A lightning rod is a metal rod or wire fixed to an exposed part of a building or other tall structure to divert lightning harmlessly into the ground.

Lightning rods were originally developed by Benjamin Franklin. A lightning rod is very simple — it’s a pointed metal rod attached to the roof of a building. The rod might be an inch (2 cm) in diameter. It connects to a huge piece of copper or aluminum wire that’s also an inch or so in diameter. The wire is connected to a conductive grid buried in the ground nearby.

Lightning rods intercept this voltage, providing a safe path for lightning current into the ground. They do not decrease the likelihood your home may be struck, but provide a direct path to ground, preventing damage to your home from fire, explosion, and electrical surges that can result from lightning strikes.

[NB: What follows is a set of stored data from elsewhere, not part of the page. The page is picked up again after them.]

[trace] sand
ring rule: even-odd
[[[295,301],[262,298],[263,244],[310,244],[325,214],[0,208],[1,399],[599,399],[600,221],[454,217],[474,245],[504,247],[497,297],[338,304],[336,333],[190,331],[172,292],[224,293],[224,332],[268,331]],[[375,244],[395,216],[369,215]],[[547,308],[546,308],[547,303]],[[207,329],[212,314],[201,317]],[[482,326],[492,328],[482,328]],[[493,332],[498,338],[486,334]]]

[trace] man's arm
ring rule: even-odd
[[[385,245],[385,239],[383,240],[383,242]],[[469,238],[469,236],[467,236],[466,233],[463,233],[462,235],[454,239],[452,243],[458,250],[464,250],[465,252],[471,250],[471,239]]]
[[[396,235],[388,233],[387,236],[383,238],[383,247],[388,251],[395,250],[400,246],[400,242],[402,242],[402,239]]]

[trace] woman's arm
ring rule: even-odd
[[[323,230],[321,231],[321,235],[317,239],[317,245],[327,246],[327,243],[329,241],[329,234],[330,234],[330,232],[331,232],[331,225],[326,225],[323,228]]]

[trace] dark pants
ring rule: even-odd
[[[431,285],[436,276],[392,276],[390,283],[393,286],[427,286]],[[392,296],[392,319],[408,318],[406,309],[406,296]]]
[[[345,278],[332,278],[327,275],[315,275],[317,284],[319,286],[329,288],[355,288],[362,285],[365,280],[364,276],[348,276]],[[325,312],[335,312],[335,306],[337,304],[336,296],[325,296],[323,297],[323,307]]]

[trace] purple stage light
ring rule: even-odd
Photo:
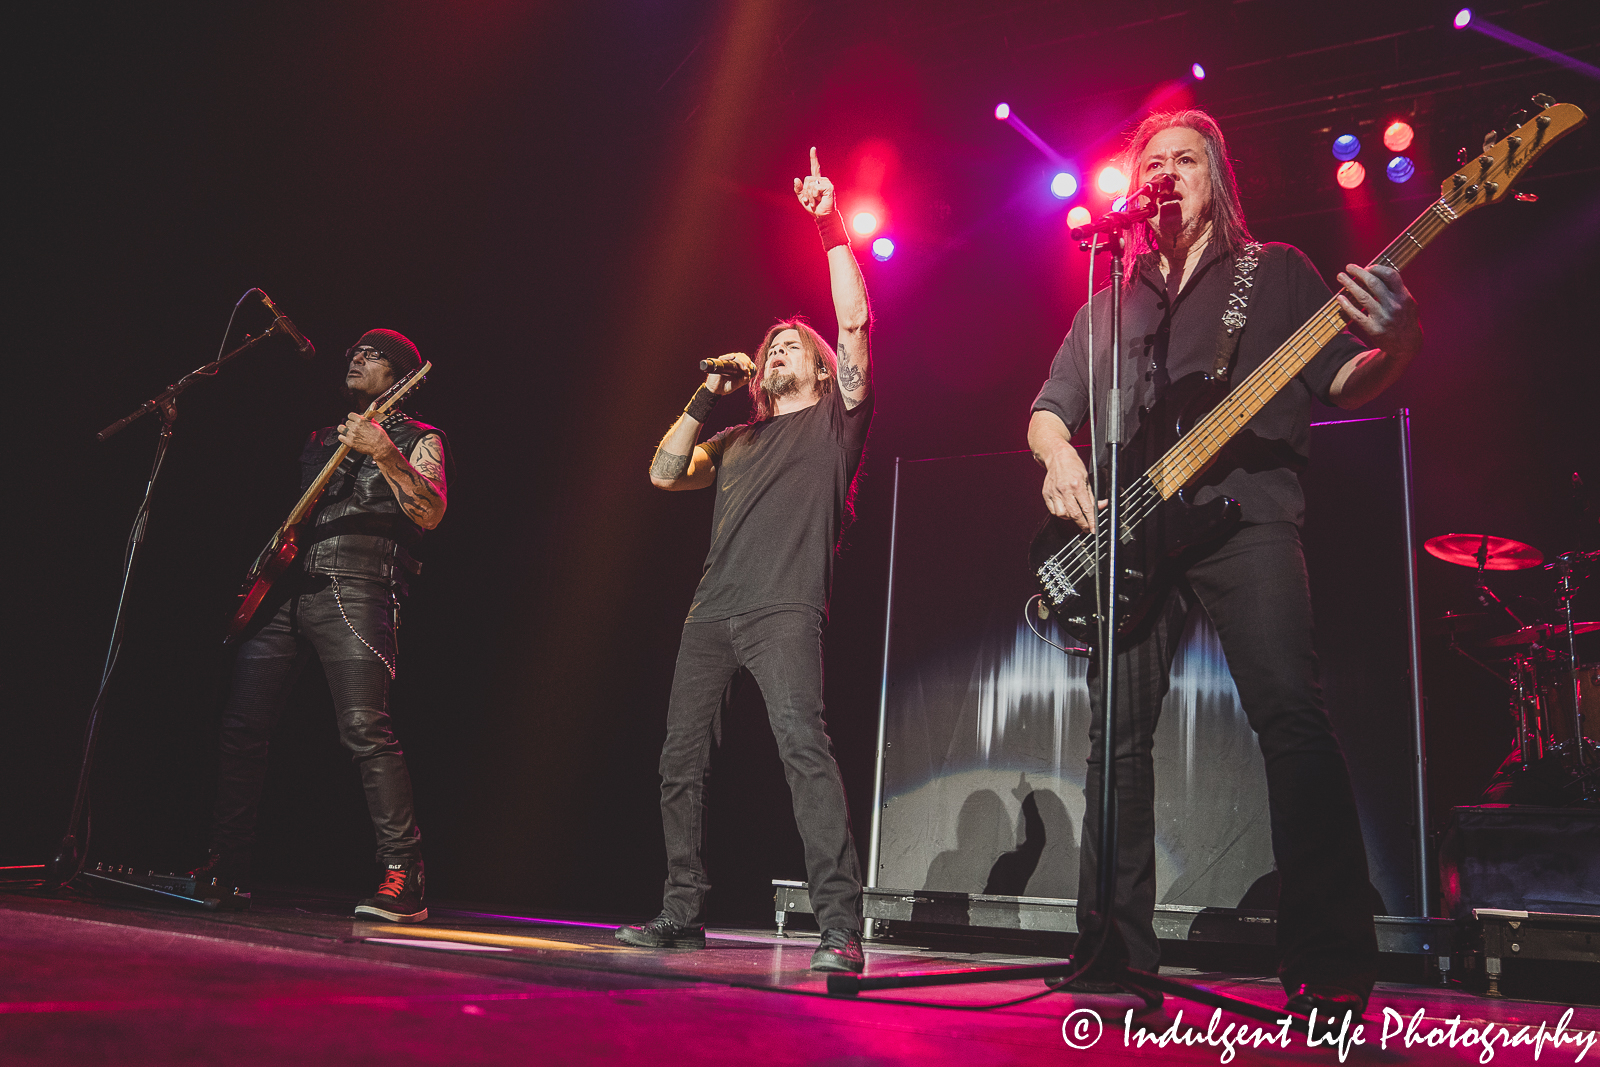
[[[1010,104],[996,104],[994,106],[994,117],[999,119],[1001,122],[1004,122],[1006,119],[1010,118],[1011,117],[1011,105]]]
[[[1067,212],[1067,225],[1074,228],[1083,226],[1088,223],[1090,218],[1091,216],[1089,214],[1089,209],[1084,207],[1082,204],[1079,204],[1077,207]]]
[[[1061,171],[1050,179],[1050,191],[1055,194],[1057,200],[1069,199],[1078,191],[1078,179],[1067,171]]]
[[[1333,140],[1333,158],[1354,159],[1361,154],[1361,138],[1353,133],[1342,134]]]
[[[850,220],[850,228],[865,237],[878,228],[878,216],[870,211],[858,211]]]
[[[1389,174],[1389,180],[1396,185],[1410,181],[1411,176],[1417,172],[1416,164],[1405,156],[1395,156],[1389,160],[1389,165],[1384,169]]]
[[[1463,21],[1462,16],[1466,16],[1465,21]],[[1542,45],[1538,41],[1530,41],[1520,34],[1501,29],[1488,19],[1475,18],[1473,17],[1472,9],[1464,7],[1456,14],[1456,29],[1462,30],[1469,27],[1474,32],[1481,33],[1485,37],[1493,37],[1502,44],[1508,44],[1512,48],[1520,48],[1530,56],[1547,59],[1557,66],[1566,67],[1570,71],[1582,74],[1585,78],[1593,78],[1596,81],[1600,81],[1600,67],[1595,66],[1593,63],[1585,63],[1581,59],[1573,59],[1565,52],[1557,52],[1548,45]]]
[[[880,237],[872,242],[872,258],[883,262],[894,255],[894,242],[887,237]]]
[[[1100,168],[1100,175],[1095,178],[1094,183],[1107,196],[1116,196],[1128,191],[1128,177],[1116,167]]]
[[[1383,147],[1391,152],[1404,152],[1411,147],[1411,140],[1416,136],[1416,131],[1411,128],[1411,123],[1404,119],[1395,119],[1389,123],[1389,128],[1383,131]]]
[[[1195,63],[1189,67],[1189,73],[1194,75],[1194,80],[1197,82],[1203,82],[1206,80],[1206,68],[1202,67],[1198,63]]]
[[[1470,25],[1472,25],[1472,8],[1464,7],[1460,11],[1457,11],[1455,21],[1456,29],[1464,30]]]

There is no good reason why lightning rods (and the associated assembly consisting of a connection to earth and a ground rod) are not routinely added to houses. … However, most high buildings and other structures do have some kind of lightning protection system incorporated into them.

If lightning hits the structure, it will preferentially strike the rod and be conducted to ground through a wire, instead of passing through the structure, where it could start a fire or cause electrocution. Lightning rods are also called finials, air terminals, or strike termination devices.

Myth: Lightning rods attract lightning.
Fact: Definitely not! A lightning protection system simply intercepts a lightning strike and provides a path to ground for discharging the dangerous electricity.

The purpose of lightning rods is often misunderstood. Many people believe that lightning rods “attract” lightning. It is better stated to say that lightning rods provide a low-resistance path to ground that can be used to conduct the enormous electrical currents when lightning strikes occur.